In any case not for the status of Bitcoin under e-money rules. E-money is not legal tender in the EU, and Bitcoin was already not considered as e-money. Bitcoin’s new status as legal tender does not change this situation.
There may be a possible concern for the anti-money laundering framework. The AMLD5 defines ‘virtual currencies’ as “a digital representation of value that is not issued or guaranteed by a central bank or a public authority, is not necessarily attached to a legally established currency and does not possess a legal status of currency or money, but is accepted by natural or legal persons as a means of exchange and which can be transferred, stored and traded electronically”.
Bitcoin did initially fulfil all elements of this definition and could therefore be considered as a virtual currency. However, it does now possess the legal status of currency in at least one country. The question is then whether that disqualifies Bitcoin as a virtual currency under this framework. The use of ‘and’ – as underlined here – could be taken to mean that all of these elements need to be satisfied, and that if one element is not, the qualification as virtual currency fails. After all, if the satisfaction of just one element would suffice for the qualification as virtual currency to hold, simple logics dictate that the connector ‘or’ should have been used. Moreover, the definition does not state that it only considers what is legal tender in the EU. As a result, it could be argued hat Bitcoin now no longer qualifies as a virtual currency under this legal framework.
Theoretically, that would mean that Bitcoin exchanges and custodian wallet providers no longer fall under the scope of the EU’s anti-money laundering framework.
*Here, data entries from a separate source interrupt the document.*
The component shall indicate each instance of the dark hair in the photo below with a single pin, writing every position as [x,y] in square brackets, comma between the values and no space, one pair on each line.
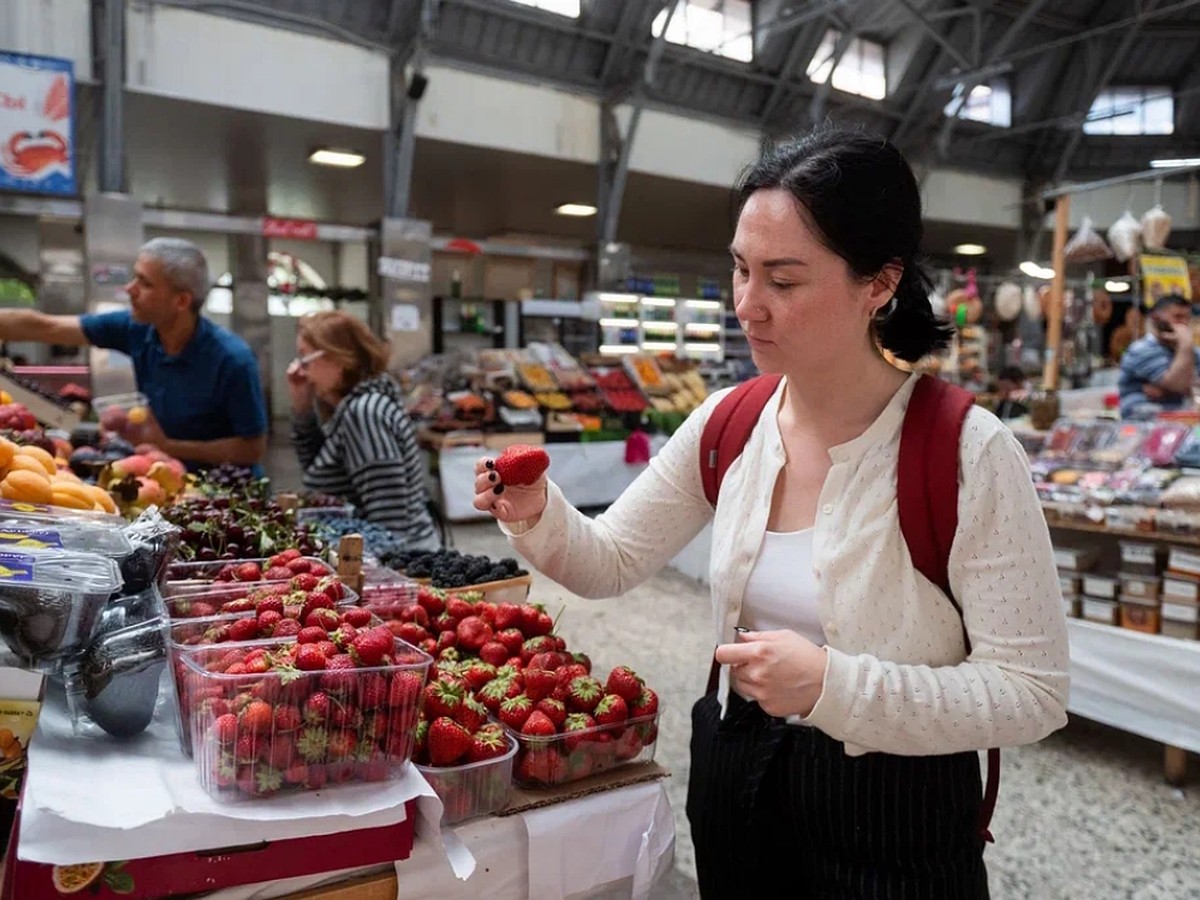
[861,196]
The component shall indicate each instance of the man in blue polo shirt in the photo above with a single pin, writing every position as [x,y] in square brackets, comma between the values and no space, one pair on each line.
[202,381]
[1159,370]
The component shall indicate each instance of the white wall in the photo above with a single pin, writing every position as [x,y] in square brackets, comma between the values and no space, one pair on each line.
[483,111]
[49,28]
[211,59]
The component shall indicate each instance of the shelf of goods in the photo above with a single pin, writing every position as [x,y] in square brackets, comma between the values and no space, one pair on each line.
[1123,508]
[321,723]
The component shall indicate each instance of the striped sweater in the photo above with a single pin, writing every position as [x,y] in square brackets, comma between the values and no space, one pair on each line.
[366,454]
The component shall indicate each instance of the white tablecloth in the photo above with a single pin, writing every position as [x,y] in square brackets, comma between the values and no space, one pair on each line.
[610,845]
[1145,684]
[588,474]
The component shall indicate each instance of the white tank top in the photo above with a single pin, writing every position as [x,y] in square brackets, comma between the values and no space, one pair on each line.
[781,592]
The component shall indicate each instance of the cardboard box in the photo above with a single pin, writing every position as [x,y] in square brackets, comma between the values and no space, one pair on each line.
[183,874]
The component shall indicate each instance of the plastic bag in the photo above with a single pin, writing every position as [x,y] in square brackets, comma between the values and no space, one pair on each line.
[1156,228]
[1125,237]
[1086,246]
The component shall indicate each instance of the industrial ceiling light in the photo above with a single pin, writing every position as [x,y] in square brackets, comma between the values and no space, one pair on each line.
[341,159]
[1174,163]
[580,210]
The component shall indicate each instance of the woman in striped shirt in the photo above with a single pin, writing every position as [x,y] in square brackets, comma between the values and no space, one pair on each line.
[349,427]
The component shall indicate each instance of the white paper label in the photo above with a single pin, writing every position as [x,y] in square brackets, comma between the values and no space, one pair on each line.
[1181,612]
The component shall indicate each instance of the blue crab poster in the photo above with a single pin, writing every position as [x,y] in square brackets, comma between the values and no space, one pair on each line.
[36,124]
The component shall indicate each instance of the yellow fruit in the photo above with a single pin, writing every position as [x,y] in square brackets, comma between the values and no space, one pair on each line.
[24,485]
[73,879]
[43,457]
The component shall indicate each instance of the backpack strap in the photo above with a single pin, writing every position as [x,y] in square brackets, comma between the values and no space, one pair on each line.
[928,498]
[729,429]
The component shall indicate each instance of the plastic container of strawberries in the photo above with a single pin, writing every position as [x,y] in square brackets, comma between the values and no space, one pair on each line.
[559,759]
[185,576]
[474,789]
[351,727]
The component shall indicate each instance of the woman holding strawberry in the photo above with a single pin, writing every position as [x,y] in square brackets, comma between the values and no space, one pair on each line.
[839,749]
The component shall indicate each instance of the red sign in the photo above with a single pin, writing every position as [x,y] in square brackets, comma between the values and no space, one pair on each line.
[300,229]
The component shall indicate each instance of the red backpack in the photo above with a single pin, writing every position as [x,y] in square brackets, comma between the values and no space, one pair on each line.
[927,487]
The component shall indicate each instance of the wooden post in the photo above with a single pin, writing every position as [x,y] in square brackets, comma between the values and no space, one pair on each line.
[1175,765]
[349,562]
[1057,288]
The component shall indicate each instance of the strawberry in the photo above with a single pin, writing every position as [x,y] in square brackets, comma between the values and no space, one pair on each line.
[287,628]
[521,465]
[310,658]
[473,633]
[247,571]
[257,718]
[583,694]
[539,683]
[316,708]
[472,714]
[448,742]
[624,683]
[576,723]
[515,711]
[611,709]
[225,729]
[511,639]
[647,703]
[553,709]
[357,616]
[493,653]
[244,630]
[372,647]
[442,700]
[539,725]
[486,745]
[479,673]
[492,694]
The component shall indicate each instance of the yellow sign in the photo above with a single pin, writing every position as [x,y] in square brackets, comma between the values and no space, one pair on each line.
[1162,276]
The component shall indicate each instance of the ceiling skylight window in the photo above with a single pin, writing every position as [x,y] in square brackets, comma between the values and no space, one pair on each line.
[720,27]
[862,69]
[990,103]
[570,9]
[1132,111]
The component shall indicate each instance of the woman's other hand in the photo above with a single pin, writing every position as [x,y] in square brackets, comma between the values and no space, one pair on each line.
[783,671]
[508,503]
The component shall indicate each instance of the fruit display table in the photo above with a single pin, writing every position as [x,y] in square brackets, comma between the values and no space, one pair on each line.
[589,474]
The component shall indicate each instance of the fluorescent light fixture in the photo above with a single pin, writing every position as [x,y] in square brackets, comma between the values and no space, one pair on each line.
[341,159]
[580,210]
[1174,163]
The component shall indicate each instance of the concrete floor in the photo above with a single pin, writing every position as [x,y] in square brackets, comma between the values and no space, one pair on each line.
[1083,815]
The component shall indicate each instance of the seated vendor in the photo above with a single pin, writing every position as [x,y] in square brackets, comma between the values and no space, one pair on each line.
[1159,370]
[203,383]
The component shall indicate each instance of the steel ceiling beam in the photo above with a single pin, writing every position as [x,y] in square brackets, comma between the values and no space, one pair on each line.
[999,49]
[1115,60]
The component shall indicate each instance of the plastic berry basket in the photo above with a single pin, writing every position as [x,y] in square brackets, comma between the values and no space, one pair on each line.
[561,759]
[295,731]
[475,789]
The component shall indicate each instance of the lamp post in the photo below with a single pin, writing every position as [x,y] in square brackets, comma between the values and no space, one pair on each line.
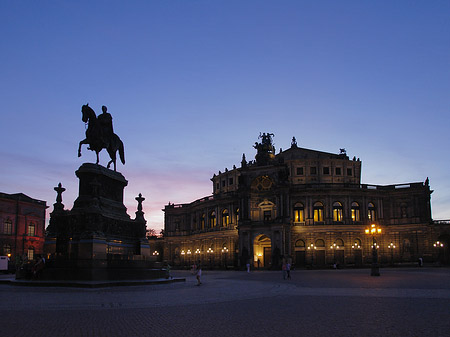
[182,257]
[356,248]
[209,252]
[224,254]
[391,248]
[189,256]
[312,247]
[438,245]
[374,230]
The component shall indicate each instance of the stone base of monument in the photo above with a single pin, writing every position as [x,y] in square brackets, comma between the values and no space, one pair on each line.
[97,240]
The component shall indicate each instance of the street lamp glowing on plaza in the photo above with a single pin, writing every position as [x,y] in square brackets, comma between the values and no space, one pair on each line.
[391,248]
[374,230]
[312,247]
[224,254]
[439,247]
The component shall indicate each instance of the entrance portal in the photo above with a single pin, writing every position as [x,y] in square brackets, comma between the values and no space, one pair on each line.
[262,249]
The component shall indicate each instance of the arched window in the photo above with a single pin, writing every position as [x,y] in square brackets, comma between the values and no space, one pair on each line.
[337,212]
[212,220]
[31,229]
[320,243]
[225,217]
[372,212]
[300,243]
[30,253]
[355,212]
[318,212]
[202,221]
[356,244]
[7,226]
[299,212]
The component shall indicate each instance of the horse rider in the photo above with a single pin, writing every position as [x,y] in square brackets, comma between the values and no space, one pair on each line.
[106,128]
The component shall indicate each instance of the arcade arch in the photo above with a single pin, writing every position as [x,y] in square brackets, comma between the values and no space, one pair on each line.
[262,248]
In practice, however, there are two caveats: (1) most, if not all, exchanges and wallets cover other cryptocurrencies as well and would thus continue to fall under the scope of the framework because of that; (2) regulators have been trying to get cryptocurrencies under the anti-money laundering framework for a while now are unlikely to let go that easily. It therefore seems unlikely that this would change much in practice.
It does, however, point out an important regulatory issue: it may be problematic to let the application of a legal framework depend too much on factors that are completely beyond the EU’s control – such as the designation of a cryptocurrency as legal tender. The reference to legal tender was, for instance, not present in the European Commission’s initial proposal for the AMLD5 but was only added later during the Council discussions. This was a reaction to the ECB’s desire to make a clearer distinction between virtual currencies and fiat currencies but may now prove to be an issue – albeit likely in theory only. It would be wise to take this into consideration for future legislative initiatives in this field.